MMG, the offshore metals producer owned by state-backed China Minmetals Corp, announced plans to raise approximately US$1.6 billion through a combination of share placement and convertible bond issuance. The fundraising initiative aims to support the company’s business expansion amid surging demand for metals driven by development in artificial intelligence (AI) infrastructure.
The company intends to generate about HK$6.27 billion by placing 705.9 million shares on the Hong Kong Stock Exchange. Additionally, it plans a zero-coupon bond offering valued at US$800 million, with bonds convertible into listed shares at a later date. The proceeds will be allocated to refinancing existing debt, backing project growth, funding strategic acquisitions and investments, and replenishing working capital, according to a filing with the exchange.
Set at HK$8.88 per share, the placement price reflects an 8.8 percent discount to the previous closing price, representing approximately 5.5 percent of the company’s total enlarged share capital. The convertible bonds carry a conversion price of HK$10.21, which is roughly an 18 percent premium to MMG’s average share price over the past five trading days. If fully converted, the bonds could translate into about 613.9 million shares, or 5.1 percent of MMG’s outstanding stock.
MMG produces key metals such as copper, zinc, and gold, commodities increasingly linked to the global expansion of AI technology, which requires substantial metal inputs for computing and electrical infrastructure. Copper futures have risen roughly 15 percent on the New York exchange so far this year, reflecting strong demand.
Despite the broader price gains, MMG’s shares fell 12 percent to HK$8.58 following the announcement, wiping out their gains for the year.
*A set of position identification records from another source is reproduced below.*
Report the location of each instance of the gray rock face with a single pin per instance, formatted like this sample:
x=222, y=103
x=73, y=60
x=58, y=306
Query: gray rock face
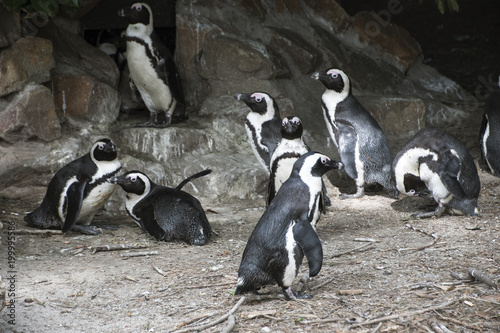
x=27, y=60
x=222, y=49
x=29, y=115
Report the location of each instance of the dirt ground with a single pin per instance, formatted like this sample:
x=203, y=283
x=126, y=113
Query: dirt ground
x=377, y=263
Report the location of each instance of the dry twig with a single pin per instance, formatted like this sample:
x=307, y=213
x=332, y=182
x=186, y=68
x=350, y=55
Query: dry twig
x=138, y=254
x=117, y=247
x=362, y=247
x=406, y=314
x=215, y=322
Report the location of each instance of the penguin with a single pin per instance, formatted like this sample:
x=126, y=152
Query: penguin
x=361, y=143
x=435, y=161
x=490, y=132
x=289, y=150
x=78, y=190
x=263, y=125
x=284, y=234
x=152, y=67
x=163, y=212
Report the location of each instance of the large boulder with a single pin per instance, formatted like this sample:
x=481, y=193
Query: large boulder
x=74, y=56
x=28, y=60
x=29, y=115
x=83, y=98
x=10, y=27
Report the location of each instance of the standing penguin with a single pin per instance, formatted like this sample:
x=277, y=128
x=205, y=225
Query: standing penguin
x=151, y=65
x=78, y=190
x=284, y=233
x=263, y=125
x=436, y=161
x=361, y=143
x=490, y=132
x=163, y=212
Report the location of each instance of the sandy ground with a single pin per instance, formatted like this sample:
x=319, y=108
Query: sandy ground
x=378, y=265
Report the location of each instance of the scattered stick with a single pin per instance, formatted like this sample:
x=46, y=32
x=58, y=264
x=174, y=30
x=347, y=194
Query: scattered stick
x=322, y=284
x=138, y=254
x=117, y=247
x=231, y=321
x=363, y=247
x=207, y=285
x=483, y=277
x=160, y=271
x=475, y=275
x=461, y=323
x=420, y=248
x=215, y=322
x=405, y=314
x=38, y=232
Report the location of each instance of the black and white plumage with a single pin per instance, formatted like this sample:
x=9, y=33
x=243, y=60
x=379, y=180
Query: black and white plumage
x=152, y=67
x=78, y=190
x=163, y=212
x=290, y=148
x=284, y=233
x=361, y=143
x=263, y=125
x=490, y=132
x=436, y=161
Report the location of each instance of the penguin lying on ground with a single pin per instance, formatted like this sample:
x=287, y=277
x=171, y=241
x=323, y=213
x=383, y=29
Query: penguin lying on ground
x=289, y=150
x=163, y=212
x=78, y=190
x=284, y=233
x=490, y=132
x=361, y=143
x=152, y=67
x=263, y=125
x=436, y=161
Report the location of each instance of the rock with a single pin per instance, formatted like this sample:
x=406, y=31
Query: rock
x=30, y=115
x=230, y=58
x=74, y=56
x=331, y=15
x=400, y=117
x=79, y=97
x=27, y=60
x=393, y=42
x=10, y=27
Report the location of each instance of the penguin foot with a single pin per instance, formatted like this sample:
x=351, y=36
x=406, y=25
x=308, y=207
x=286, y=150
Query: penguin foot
x=291, y=295
x=437, y=213
x=359, y=193
x=92, y=229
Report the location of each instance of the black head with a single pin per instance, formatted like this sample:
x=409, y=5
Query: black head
x=139, y=12
x=314, y=164
x=334, y=79
x=259, y=102
x=291, y=128
x=104, y=150
x=134, y=182
x=413, y=185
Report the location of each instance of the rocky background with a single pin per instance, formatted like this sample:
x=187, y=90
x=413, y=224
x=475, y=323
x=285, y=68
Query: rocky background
x=58, y=94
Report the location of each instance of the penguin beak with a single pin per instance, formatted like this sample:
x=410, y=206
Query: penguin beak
x=118, y=180
x=243, y=97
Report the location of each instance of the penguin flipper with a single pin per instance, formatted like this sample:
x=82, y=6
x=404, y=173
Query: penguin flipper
x=347, y=139
x=146, y=212
x=196, y=175
x=449, y=171
x=74, y=196
x=309, y=242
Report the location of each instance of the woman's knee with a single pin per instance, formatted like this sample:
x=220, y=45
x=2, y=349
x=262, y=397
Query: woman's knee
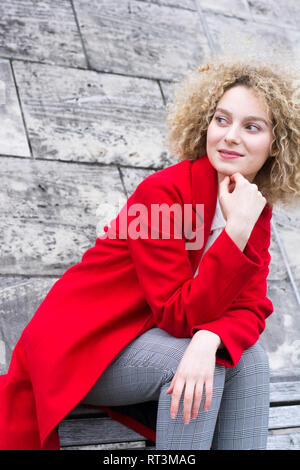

The Hang Seng Index declined 1.4 percent on the same day. Analysts suggest Chinese copper producers like MMG have underperformed relative to metal prices due to a market rotation favoring AI-related stocks and apprehensions about a potential global demand slowdown.
However, HSBC Holdings analysts described some of these concerns as exaggerated and viewed the recent weakness in copper stocks as a buying opportunity. An HSBC report highlighted MMG’s strong earnings sensitivity to copper prices, noting the company’s solid production growth and disciplined cost management. The bank maintains a buy rating on MMG’s Hong Kong-listed shares with a price target of HK$11.20, implying a potential 31 percent upside from current levels.